Die UNTERGLASURDEKORATION erfolgt gleich nach dem ersten Brand, dem Schrühbrand. Die Dekoration kann per Handbemalung, Sprühpistole, mit Schablone oder Stempel ausgeführt werden.
Dann folgt die Glasur, die bei circa 1400°C im Brennofen die Dekoration förmlich „überbackt“. Der Effekt des ganzen ist eine natürliche und weiche, fließende Farbigkeit.
Da nur Farben mit Metalloxyd aufgrund der hohen Temperaturen verwendet werden können, ist die Palette der Farben relativ begrenzt.
Die klassische Variante der Porzellanbemalung ist die AUFGLASURDEKORATION, die nach Schrühbrand, Glasur und Glattbrand aufgetragen wird.
Jede Auftragtechnik (einschließlich Stahldruck, Siebdruck, Ätztechnik und Buntdruck) und Farbauswahl ist machbar, da die abschließende Einbrenntemperatur nur bei ca. 750°C bis 900°C liegt.
Porzellanfiguren werden häufig so dekoriert, da kleinste Details und Nuancen zu erarbeiten sind.
Bei Biskuitporzellan ( 2-fach gebranntem Porzellan) wird die GLASURDEKORATION angewandt. Das Porzellanstück durchläuft den Schrühbrand, nach Bedarf die Glasur ( es gibt ja auch unglasierte Stücke) und den Glattbrand. Jetzt wird die Dekoration im Tauchbad aufgebracht, gemalt, gesprüht oder mit Scheibebildchen aufgelegt. Das folgende Einbrennen geschieht bei etwa 1200°C bis 1400°C, je nach Glasur.

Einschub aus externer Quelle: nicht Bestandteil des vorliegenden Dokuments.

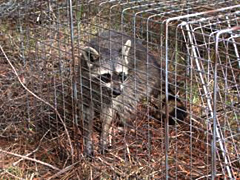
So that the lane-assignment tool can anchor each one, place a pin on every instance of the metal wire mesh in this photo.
(185, 51)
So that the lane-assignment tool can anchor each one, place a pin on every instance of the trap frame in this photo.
(196, 44)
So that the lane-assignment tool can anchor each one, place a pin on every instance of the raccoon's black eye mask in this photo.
(122, 76)
(105, 77)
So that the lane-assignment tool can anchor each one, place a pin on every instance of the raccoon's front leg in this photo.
(106, 118)
(88, 115)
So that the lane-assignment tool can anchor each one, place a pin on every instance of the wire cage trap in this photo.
(163, 75)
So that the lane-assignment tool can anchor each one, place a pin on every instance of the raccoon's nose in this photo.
(116, 92)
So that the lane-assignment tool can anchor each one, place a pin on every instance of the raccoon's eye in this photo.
(105, 77)
(122, 76)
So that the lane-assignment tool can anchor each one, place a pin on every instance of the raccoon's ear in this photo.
(126, 48)
(90, 55)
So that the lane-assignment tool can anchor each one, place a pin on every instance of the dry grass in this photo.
(35, 138)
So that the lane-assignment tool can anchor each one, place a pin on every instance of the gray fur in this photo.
(109, 53)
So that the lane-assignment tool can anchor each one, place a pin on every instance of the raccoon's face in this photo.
(110, 68)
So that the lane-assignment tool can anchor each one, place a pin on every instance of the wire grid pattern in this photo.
(196, 44)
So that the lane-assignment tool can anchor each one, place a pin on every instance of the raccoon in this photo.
(117, 72)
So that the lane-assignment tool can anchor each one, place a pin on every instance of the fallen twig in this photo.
(40, 99)
(30, 159)
(35, 150)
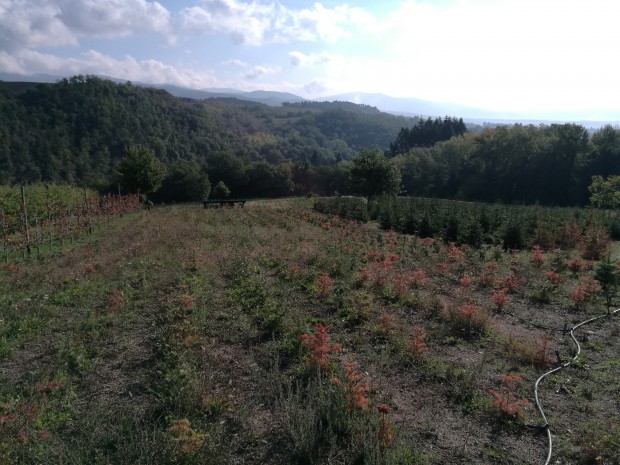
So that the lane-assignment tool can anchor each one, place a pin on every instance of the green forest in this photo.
(78, 130)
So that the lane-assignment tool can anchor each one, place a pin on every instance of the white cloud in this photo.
(323, 24)
(44, 23)
(92, 62)
(302, 60)
(256, 23)
(261, 71)
(25, 24)
(246, 23)
(113, 18)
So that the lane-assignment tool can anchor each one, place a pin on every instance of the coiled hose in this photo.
(562, 366)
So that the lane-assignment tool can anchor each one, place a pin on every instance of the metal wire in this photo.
(562, 366)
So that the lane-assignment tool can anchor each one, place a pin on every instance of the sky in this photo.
(540, 58)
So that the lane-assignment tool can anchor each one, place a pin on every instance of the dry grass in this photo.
(174, 336)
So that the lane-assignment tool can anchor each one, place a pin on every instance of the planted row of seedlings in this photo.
(27, 229)
(282, 335)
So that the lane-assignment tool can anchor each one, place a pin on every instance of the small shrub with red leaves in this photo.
(537, 259)
(417, 344)
(500, 299)
(357, 391)
(115, 300)
(324, 285)
(319, 347)
(506, 401)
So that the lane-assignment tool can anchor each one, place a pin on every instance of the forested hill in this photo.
(78, 129)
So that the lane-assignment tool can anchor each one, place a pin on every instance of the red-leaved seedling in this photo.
(500, 299)
(319, 347)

Die INGLASURDEKORATION lässt die Farben bei ca. 1500°C in die Glasur absinken.
Die Farben werden zwar nach dem direkten Glasurbrand aufgetragen bilden nach dem letzten Brand aber eine komplette Einheit mit der Glasur und keine nachzuweisende Schicht mehr. Auch hier ist die Farbauswahl aufgrund der Hitzeentwicklung im Ofen begrenzt.
Dafür können aber fast alle Auftragtechniken angewendet werden.